Reputation: 894
I am implementing a graph database for a large inventory management system involving many different kinds of containers and locations. When creating the initial layout, I have {items} that are "containedBy" {boxes} that are "containedBy" {shelves}. The decision I am looking into involves expected location vs actual location.
In our inventory, it is possible that items expected to be contained in a box are not present when the box is opened. This is related to upstream management by vendors. When receiving the manifest, I will be generating the vertices in the database along with their edges to represent the items being in the boxes. When the boxes are opened, I will be updating the database during the receiving process. What I want to know is this: Is it better to use an edge of "expectedContainedBy" and "containedBy" to represent possible and actual containment, or would it be better to have a single edge "containedBy" with a property of "Present: true/false".
My question here is not from a preference standpoint, but from efficiency for the purpose of retrieval and analytics. I have looked into this a bit already, but am not sure if searching for a set of edges by a property would be more efficient than searching by edge label, or if the database will grow unreasonably large by having so many edges.
Edit for clarification: Database is an Azure CosmosDB graph database using Gremlin for our query language.
Upvotes: 0
Views: 234
Reputation: 739
If I flip this problem over, I see a Schedule object. An Item is linked to a Schedule and the Schedule is linked to all of the locations, past, present, and future, where an item has been, is, and will be stored. Those Location objects (boxes, shelves, etc.) are all linked to all of the things that have transited though those locations. Before items arrive, knowing that they are going to arrive, a schedule can be created with respect to the other active schedules. You can ask "the system" which shelves will be available at 11:15 to store the new arrivals.
Why are some of the vegetables rotting faster than others? You can check the storage history and see if the rotting vegetables share a common storage location or warehouse region.
Upvotes: 1
Reputation: 46226
Without thinking too hard, I'd say that I'd prefer "containedBy" with a boolean "present" property. It feels natural to me and when I think about the Gremlin you'd likely be writing to query this data that design should keep the queries quite readable.

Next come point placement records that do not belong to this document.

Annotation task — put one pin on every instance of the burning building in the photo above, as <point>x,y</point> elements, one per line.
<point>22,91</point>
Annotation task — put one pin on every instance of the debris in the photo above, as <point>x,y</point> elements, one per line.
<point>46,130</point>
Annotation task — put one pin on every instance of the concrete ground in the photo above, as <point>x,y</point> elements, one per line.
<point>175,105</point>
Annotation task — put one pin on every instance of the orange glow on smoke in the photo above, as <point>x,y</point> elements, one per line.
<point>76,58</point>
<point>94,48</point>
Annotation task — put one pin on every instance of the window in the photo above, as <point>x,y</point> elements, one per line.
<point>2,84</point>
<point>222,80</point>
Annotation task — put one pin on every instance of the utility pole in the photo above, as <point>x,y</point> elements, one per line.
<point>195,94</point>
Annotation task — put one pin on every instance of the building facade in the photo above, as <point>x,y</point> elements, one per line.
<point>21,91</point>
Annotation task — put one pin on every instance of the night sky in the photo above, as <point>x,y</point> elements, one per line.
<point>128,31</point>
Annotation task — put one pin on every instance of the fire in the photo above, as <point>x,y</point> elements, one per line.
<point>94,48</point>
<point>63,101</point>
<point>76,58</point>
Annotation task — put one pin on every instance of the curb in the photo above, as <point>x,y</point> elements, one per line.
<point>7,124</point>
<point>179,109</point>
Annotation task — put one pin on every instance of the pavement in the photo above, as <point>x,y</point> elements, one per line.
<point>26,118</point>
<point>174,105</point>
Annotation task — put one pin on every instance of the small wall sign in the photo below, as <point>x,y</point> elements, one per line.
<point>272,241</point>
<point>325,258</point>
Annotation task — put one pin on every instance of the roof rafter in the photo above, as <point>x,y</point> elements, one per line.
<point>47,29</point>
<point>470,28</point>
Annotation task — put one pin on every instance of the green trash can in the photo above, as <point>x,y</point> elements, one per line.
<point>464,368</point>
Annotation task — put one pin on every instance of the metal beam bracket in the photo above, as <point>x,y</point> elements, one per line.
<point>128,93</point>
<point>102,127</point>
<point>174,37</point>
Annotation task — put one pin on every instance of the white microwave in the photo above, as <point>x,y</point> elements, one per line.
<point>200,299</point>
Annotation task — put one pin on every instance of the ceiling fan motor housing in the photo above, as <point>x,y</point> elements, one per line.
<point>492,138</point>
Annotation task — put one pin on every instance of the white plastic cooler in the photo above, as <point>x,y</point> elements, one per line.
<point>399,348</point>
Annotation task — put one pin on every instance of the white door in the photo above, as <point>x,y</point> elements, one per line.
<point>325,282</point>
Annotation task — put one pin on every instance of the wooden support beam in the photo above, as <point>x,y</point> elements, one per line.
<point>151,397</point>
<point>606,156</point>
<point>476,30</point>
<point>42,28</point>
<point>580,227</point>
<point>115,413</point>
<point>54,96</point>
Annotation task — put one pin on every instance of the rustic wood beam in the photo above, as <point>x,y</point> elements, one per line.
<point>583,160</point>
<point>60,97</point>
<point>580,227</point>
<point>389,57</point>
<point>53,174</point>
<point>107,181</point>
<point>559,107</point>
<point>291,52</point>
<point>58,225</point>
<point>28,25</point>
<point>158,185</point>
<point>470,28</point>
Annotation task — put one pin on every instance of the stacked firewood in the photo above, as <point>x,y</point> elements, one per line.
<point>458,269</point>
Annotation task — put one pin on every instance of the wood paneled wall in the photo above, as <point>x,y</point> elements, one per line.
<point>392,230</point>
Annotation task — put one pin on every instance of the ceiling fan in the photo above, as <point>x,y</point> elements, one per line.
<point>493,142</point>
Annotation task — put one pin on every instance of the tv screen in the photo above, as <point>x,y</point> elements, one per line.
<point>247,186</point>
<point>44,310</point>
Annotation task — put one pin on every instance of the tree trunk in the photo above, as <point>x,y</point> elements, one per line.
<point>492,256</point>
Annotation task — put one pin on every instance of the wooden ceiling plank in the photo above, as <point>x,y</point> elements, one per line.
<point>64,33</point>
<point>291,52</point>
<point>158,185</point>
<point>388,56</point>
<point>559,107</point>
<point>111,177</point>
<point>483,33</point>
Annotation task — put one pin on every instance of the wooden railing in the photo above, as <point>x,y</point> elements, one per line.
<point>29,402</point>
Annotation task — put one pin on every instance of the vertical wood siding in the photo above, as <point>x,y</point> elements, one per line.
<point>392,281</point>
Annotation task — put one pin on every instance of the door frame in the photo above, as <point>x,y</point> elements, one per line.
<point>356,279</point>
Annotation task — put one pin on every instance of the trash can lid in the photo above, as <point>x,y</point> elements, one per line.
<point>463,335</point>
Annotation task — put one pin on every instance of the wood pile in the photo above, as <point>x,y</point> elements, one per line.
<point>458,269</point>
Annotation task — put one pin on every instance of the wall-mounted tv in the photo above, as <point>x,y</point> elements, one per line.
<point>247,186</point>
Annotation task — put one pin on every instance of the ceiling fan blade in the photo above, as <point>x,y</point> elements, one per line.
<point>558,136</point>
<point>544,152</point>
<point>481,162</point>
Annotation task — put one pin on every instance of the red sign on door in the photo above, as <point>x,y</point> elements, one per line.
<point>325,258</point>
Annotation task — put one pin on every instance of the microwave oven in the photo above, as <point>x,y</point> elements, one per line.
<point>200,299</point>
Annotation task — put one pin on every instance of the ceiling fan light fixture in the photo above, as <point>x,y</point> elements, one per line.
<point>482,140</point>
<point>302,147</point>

As for efficiency, it depends. If you only expect to have ten "containedBy" edges per box, then I don't think there is much to consider in terms of efficiency. On the other hands tens of thousands of "containedBy" edges would probably be different story. At that point you need to consider the capabilities of your graph database and the types of queries you intend to write. For example, with some (most?) graphs you may see that for tens of thousands of edges per "box" vertex that it will be faster to have two separate labels. Or perhaps if you were using a graph like JanusGraph which has vertex centric indices you might find that adding an index on "present" gets you the performance you desire while keeping the clean design of a single "containedBy" label.
Upvotes: 1